Suddenly he exits this reality —

— which has been set up by these beings as an environment in which to learn a specific lesson. All of this has been taking place out of body.

Instantly he knows Steamboat is fine — “somewhere near my physical body”.

Yes, Steamboat is fine. The designers of the experience explain that this was a reliving of an earlier similar event in which a different dog died, and that in the earlier event, Monroe himself was helpless:

You did nothing to fulfill your responsibility. In your present state of awareness, you exercised the control that is so important […] The paradox attached to such vital energy, emotion as you call it, is the opportunity for growth it provides and the simultaneous possibility of stasis and retrogression. Control and direction thereof thus becomes a prime purpose in the evolving human experience. Understanding and comprehension is the resultant and flows without effort…

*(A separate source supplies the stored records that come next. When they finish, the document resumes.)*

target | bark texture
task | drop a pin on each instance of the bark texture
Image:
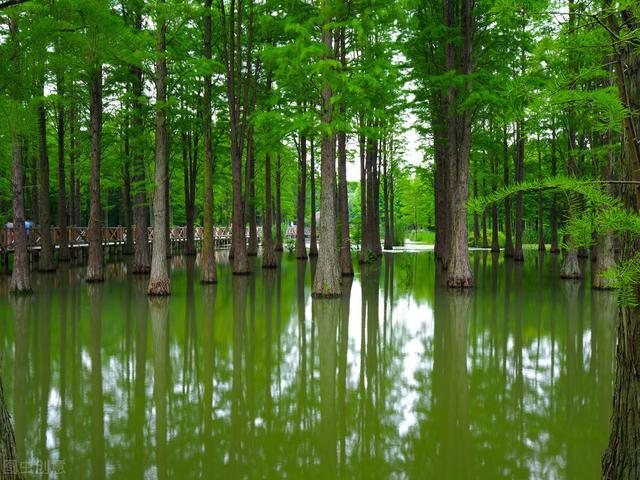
(159, 282)
(95, 270)
(208, 258)
(326, 282)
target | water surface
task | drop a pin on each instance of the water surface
(251, 378)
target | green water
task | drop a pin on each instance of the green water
(253, 379)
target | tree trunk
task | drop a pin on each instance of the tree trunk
(508, 246)
(159, 283)
(208, 258)
(519, 171)
(326, 282)
(621, 460)
(63, 250)
(458, 151)
(45, 259)
(94, 266)
(268, 254)
(73, 205)
(554, 208)
(346, 264)
(278, 246)
(301, 247)
(250, 196)
(313, 241)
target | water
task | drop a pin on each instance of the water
(253, 379)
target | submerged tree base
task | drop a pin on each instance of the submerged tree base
(159, 288)
(621, 460)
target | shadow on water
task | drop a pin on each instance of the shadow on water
(251, 378)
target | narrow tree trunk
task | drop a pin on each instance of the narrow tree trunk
(519, 171)
(208, 259)
(73, 205)
(63, 250)
(20, 273)
(159, 283)
(268, 254)
(313, 241)
(45, 259)
(301, 247)
(94, 266)
(541, 245)
(326, 282)
(126, 192)
(508, 246)
(364, 256)
(554, 207)
(346, 264)
(250, 196)
(278, 246)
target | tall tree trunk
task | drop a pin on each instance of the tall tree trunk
(278, 246)
(208, 259)
(45, 259)
(388, 243)
(570, 265)
(458, 150)
(364, 256)
(554, 200)
(20, 273)
(519, 171)
(441, 175)
(73, 205)
(95, 271)
(141, 254)
(159, 283)
(621, 460)
(541, 245)
(326, 282)
(508, 246)
(301, 247)
(346, 264)
(268, 255)
(250, 195)
(313, 241)
(63, 250)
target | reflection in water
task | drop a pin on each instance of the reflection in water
(251, 378)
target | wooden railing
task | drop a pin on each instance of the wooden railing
(111, 236)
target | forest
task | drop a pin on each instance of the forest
(340, 130)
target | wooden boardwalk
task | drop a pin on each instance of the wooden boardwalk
(116, 236)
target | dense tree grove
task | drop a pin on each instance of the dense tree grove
(265, 115)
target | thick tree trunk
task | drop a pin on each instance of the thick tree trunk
(326, 282)
(63, 250)
(268, 254)
(621, 460)
(278, 246)
(458, 151)
(313, 240)
(45, 259)
(346, 264)
(95, 271)
(301, 247)
(208, 259)
(159, 283)
(518, 255)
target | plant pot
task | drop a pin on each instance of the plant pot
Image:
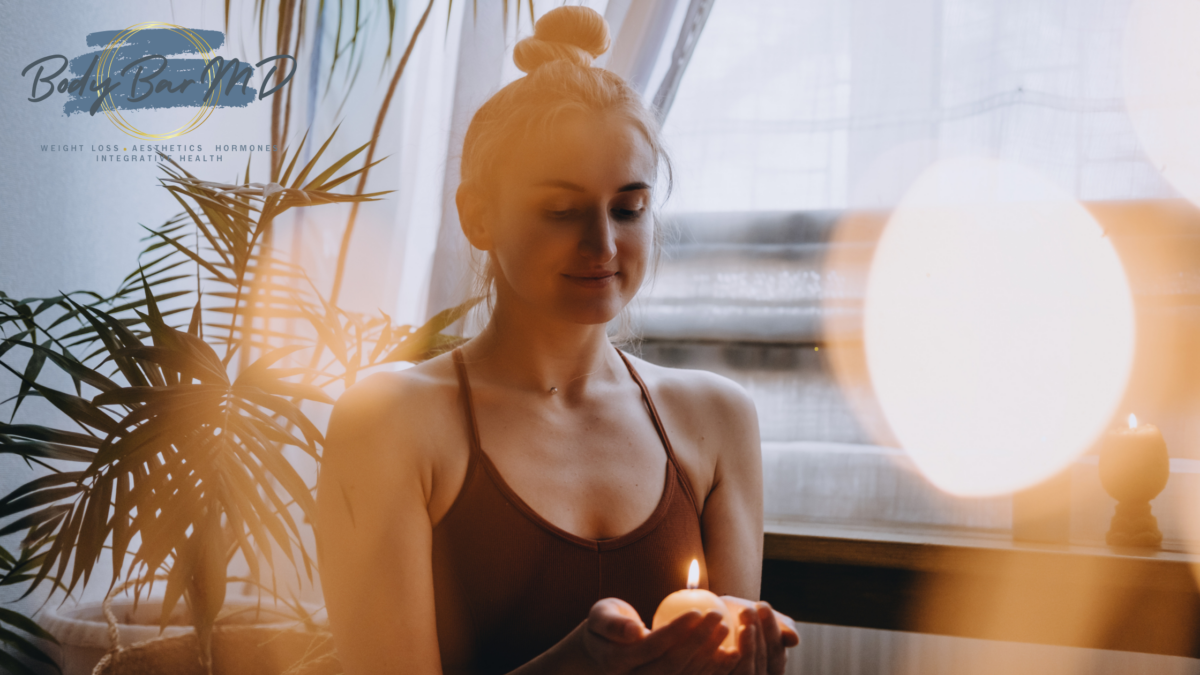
(252, 639)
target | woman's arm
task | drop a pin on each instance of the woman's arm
(732, 523)
(373, 535)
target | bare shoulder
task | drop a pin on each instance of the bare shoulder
(393, 414)
(714, 410)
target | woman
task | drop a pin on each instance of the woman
(523, 503)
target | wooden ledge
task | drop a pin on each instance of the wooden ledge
(984, 585)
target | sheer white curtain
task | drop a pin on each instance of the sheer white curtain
(840, 105)
(643, 35)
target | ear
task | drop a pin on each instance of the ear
(473, 216)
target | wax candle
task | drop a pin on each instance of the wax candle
(1134, 467)
(681, 602)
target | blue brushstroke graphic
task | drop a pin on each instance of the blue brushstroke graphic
(159, 79)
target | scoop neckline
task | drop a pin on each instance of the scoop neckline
(478, 455)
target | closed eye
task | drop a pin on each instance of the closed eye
(628, 214)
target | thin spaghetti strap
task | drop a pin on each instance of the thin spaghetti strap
(465, 387)
(658, 426)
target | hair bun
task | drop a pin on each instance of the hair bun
(570, 33)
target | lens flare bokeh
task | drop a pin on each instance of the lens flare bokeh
(999, 327)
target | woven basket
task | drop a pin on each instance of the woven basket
(237, 650)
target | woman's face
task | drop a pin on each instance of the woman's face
(570, 230)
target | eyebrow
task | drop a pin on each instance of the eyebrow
(568, 185)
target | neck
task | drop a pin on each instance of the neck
(539, 354)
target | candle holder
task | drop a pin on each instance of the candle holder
(1134, 467)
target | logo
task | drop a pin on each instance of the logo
(153, 66)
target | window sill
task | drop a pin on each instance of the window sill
(984, 585)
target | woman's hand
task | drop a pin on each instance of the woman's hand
(765, 639)
(617, 643)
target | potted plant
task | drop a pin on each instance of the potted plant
(175, 453)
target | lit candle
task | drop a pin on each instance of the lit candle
(1134, 467)
(682, 602)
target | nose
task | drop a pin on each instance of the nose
(598, 242)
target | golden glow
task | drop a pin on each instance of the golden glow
(1161, 79)
(108, 57)
(999, 327)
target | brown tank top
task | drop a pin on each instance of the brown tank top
(509, 584)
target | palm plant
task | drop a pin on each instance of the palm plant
(12, 623)
(174, 448)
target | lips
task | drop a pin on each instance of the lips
(592, 279)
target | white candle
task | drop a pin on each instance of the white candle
(682, 602)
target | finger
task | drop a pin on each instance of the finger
(777, 656)
(748, 645)
(658, 641)
(677, 657)
(616, 620)
(709, 659)
(787, 629)
(760, 647)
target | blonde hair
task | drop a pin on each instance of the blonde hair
(559, 79)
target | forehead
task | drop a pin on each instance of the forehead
(600, 151)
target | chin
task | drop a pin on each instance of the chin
(591, 314)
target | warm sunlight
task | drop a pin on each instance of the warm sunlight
(1161, 77)
(999, 327)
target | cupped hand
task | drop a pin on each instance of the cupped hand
(765, 635)
(619, 644)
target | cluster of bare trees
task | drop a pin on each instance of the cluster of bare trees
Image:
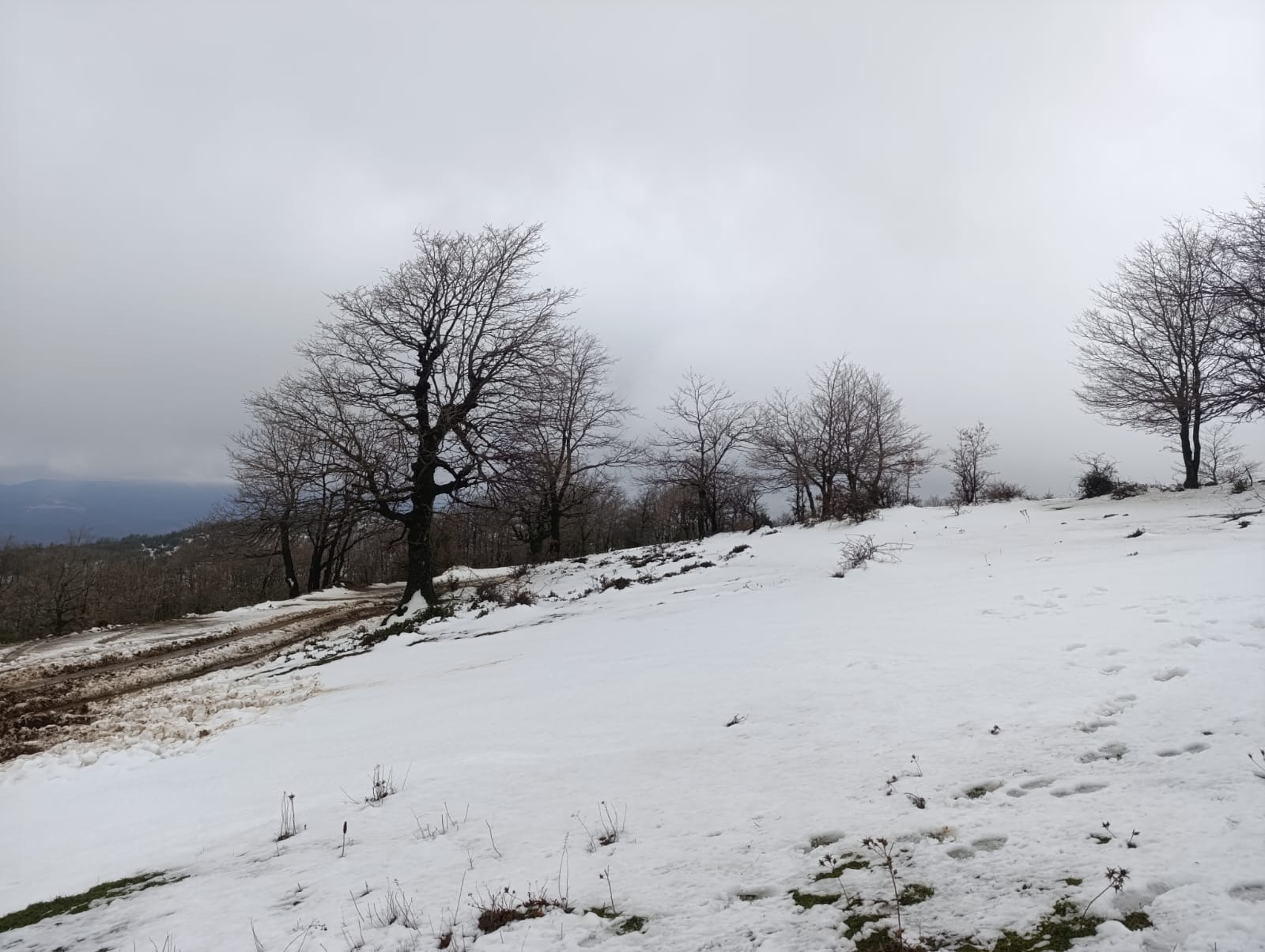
(1178, 337)
(80, 584)
(453, 406)
(844, 448)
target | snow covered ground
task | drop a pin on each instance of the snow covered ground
(1031, 670)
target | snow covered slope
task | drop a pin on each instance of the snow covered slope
(1033, 671)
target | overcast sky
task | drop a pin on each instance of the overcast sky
(748, 189)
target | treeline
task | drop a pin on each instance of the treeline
(452, 414)
(82, 584)
(455, 404)
(1176, 341)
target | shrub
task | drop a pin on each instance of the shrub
(1001, 492)
(859, 550)
(1100, 476)
(489, 590)
(1127, 490)
(855, 507)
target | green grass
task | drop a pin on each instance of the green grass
(634, 923)
(857, 922)
(807, 901)
(100, 894)
(1134, 922)
(836, 870)
(916, 893)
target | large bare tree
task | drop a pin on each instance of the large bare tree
(843, 448)
(1153, 353)
(421, 381)
(700, 447)
(967, 463)
(1240, 263)
(571, 437)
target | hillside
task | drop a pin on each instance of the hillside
(47, 511)
(702, 736)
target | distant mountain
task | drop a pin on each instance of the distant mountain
(46, 511)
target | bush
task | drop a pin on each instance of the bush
(859, 550)
(999, 492)
(1100, 478)
(489, 590)
(855, 507)
(1127, 490)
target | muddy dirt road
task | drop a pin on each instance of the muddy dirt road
(59, 689)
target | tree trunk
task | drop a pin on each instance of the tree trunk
(554, 531)
(1189, 459)
(421, 577)
(314, 566)
(288, 562)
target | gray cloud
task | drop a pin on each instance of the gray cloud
(750, 190)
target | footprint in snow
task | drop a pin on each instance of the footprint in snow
(1189, 749)
(990, 844)
(1249, 891)
(1079, 789)
(1094, 726)
(1107, 752)
(1116, 705)
(1037, 783)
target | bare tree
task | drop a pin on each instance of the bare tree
(914, 461)
(265, 461)
(571, 437)
(700, 448)
(293, 495)
(424, 377)
(843, 448)
(1222, 459)
(967, 463)
(782, 447)
(1240, 263)
(1153, 353)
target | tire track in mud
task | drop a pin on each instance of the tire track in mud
(43, 704)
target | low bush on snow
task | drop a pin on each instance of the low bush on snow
(859, 550)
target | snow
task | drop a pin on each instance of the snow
(1047, 678)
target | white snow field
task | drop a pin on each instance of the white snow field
(1049, 672)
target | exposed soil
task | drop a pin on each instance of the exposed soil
(56, 690)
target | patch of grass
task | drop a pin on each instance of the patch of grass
(857, 922)
(1053, 933)
(1135, 922)
(634, 923)
(835, 869)
(100, 894)
(807, 901)
(881, 941)
(916, 893)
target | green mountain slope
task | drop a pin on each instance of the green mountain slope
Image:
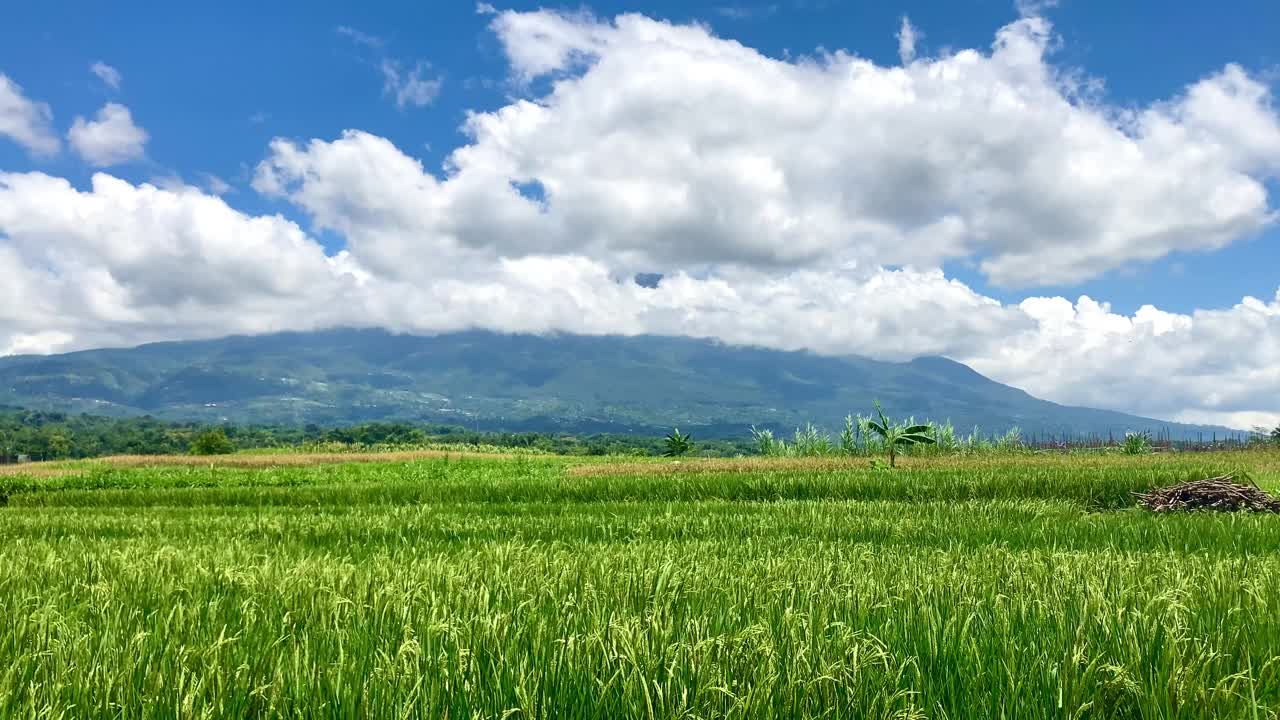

I relate this to what I’ve been thinking in the last couple of weeks — ataraxia involves the ability to be peaceful amid any flow. Neither to stop the flow, nor to lose the peace amidst the flow, that is the conundrum. ‘Control’ is ‘so important’, a ‘prime purpose’. “Control of” means “maintenance of awareness (implied: parasympathetic) amidst the change of”.

Monroe’s aesthetic is that of an engineer (“understanding and comprehension is the resultant…”) but know the meaning of emotion? I think he did. Very well. ‘Negative emotion’ means something to us humans. Dumbed down into ‘the chance to grow’, Monroe’s thought pegs suffering as a precisely targeted attempt to get us to reach and hold the underlying truth beneath surface entrainments.

After he got through all those environments, he did get to visit the place he wanted to visit. I remember Epicurus: “We believe many pains to be better than pleasures when a greater pleasure follows for a long while if we endure the pains.”